Feasibility as a mechanism for model identification and validation

J Appl Stat. 2020 Jun 29;48(11):2022-2041. doi: 10.1080/02664763.2020.1783522. eCollection 2021.

Abstract

As new technologies permit the generation of hitherto unprecedented volumes of data (e.g. genome-wide association study data), researchers struggle to keep up with the added complexity and time commitment required for its analysis. For this reason, model selection commonly relies on machine learning and data-reduction techniques, which tend to afford models with obscure interpretations. Even in cases with straightforward explanatory variables, the so-called 'best' model produced by a given model-selection technique may fail to capture information of vital importance to the domain-specific questions at hand. Herein we propose a new concept for model selection, feasibility, for use in identifying multiple models that are in some sense optimal and may unite to provide a wider range of information relevant to the topic of interest, including (but not limited to) interaction terms.
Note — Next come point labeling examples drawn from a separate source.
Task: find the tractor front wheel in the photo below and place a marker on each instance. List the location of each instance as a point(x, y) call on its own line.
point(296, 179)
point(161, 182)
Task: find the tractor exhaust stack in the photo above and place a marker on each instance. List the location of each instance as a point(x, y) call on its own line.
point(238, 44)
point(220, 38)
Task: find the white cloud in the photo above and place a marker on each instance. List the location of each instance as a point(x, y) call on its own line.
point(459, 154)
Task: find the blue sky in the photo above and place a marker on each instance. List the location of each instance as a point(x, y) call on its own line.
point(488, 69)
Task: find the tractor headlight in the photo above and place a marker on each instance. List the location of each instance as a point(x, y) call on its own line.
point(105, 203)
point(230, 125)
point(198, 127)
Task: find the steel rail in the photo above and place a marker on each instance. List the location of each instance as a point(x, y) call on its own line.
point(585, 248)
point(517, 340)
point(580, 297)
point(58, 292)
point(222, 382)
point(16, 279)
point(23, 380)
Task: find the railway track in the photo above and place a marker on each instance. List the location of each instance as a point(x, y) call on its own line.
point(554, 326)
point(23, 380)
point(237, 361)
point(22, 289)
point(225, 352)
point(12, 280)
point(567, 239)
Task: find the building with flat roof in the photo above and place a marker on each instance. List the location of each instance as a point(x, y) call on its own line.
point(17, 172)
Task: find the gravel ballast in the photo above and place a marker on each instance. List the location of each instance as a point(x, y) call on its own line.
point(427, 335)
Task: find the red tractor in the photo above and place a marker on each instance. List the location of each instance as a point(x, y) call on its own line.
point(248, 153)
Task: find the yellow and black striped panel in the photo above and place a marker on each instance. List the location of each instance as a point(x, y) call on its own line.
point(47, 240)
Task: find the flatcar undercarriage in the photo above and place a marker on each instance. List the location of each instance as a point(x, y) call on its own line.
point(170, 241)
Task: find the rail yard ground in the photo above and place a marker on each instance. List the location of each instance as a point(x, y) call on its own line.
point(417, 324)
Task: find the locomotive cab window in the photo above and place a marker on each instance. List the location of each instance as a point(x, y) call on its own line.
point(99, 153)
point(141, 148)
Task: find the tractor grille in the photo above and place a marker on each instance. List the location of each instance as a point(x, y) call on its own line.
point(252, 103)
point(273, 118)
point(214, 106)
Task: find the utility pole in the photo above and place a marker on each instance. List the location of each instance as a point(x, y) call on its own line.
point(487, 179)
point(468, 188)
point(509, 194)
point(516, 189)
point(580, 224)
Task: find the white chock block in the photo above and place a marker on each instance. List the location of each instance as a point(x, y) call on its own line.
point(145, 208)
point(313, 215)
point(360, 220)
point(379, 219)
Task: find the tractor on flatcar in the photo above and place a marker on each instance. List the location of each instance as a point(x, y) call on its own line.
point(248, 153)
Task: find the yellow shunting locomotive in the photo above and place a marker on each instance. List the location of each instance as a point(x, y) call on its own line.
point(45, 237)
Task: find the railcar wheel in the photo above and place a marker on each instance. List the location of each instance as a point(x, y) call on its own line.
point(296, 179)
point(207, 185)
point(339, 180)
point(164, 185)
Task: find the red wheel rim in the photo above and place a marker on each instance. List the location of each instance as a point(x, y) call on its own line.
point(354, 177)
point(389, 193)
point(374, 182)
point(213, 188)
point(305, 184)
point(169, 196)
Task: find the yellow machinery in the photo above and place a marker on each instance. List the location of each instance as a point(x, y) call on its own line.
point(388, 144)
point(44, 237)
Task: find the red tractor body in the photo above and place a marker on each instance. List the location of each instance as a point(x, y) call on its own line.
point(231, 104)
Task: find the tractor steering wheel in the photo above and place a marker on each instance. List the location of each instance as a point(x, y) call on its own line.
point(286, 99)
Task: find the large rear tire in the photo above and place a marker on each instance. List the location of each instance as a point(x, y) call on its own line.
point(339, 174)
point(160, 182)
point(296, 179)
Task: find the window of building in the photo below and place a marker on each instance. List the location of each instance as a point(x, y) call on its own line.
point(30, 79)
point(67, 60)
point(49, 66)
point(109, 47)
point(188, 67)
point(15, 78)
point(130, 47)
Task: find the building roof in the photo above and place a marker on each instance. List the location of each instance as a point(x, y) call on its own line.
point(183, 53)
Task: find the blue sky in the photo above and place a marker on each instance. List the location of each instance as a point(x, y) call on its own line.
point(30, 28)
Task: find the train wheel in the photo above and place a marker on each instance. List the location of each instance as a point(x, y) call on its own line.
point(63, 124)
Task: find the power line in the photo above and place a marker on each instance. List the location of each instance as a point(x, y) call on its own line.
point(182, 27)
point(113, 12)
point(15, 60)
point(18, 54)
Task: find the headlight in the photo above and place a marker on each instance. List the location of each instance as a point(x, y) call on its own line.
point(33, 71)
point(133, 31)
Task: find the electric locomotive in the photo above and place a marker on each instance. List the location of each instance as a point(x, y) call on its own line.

We further provide an R package and associated Shiny Applications for use in identifying or validating feasible models, the performance of which we demonstrate on both simulated and real-life data.

Keywords: Data analysis; feasibility; model selection; model validation; regression; statistical model.

Grants and funding

This work was supported by the Kentucky Biomedical Research Infrastructure and INBRE National Institute of General Medical Sciences Grant [P20 RR16481]; and a National Multiple Sclerosis Society Pilot Grant [PP-1609-25975].